From: Philippe Verdy (email@example.com)
Date: Tue Nov 29 2005 - 10:14:55 CST
From: "Antoine Leca" <Antoine10646@Leca-Marti.org>
> On Tuesday, November 29th, 2005 07:03Z, Chris Jacobs wrote:
>> What happens when two files have different, but canonical equivalent,
>> file names?
> The operating system sees two different files (without any relationship
> with the other), and you (the user, the "human") see two files with
> apparently the same handle to grasp them (the same name).
> My idea is that you are going to loose, so probably thou shalt not do
Why that?
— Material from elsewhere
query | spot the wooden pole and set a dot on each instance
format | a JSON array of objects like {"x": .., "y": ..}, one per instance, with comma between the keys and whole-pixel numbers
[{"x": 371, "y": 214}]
The user interface can disambiguate the "user-friendly" name by
displaying additional meta-data properties about any file, using for example
the URL-encoding syntax (starting by "file:"), if the name must be used in
secured program interfaces.
If a name can't be correctly decoded as valid UTF-8, or if itisdifferent
from its NFC form, or if it starts by "file:" I would suggest storing the
filename only with its URL-encoding syntax (starting by "file:"), and simply
avoid using any "shell escaping" mechanism (because they are not portable,
even on the same Unix/Linux system as it depends on the capabilities of the
Shell, and because the URL syntax is independant of the filesystem type
My opinion is that the OS just needs to support the "file:" URL-encoding
mechanism natively in all its filesystem APIs (file opening, creation,
deletion, linking, dirent..., and all the problems caused by variable
interpretations of binary encodings of Unix filenames are definitely gone.)
This means that existing filenames that currently start by "file:" or by a
URL-encoding scheme must be given to this interface with "%2A" instead of
There's absolutely NO need to override UTF-8.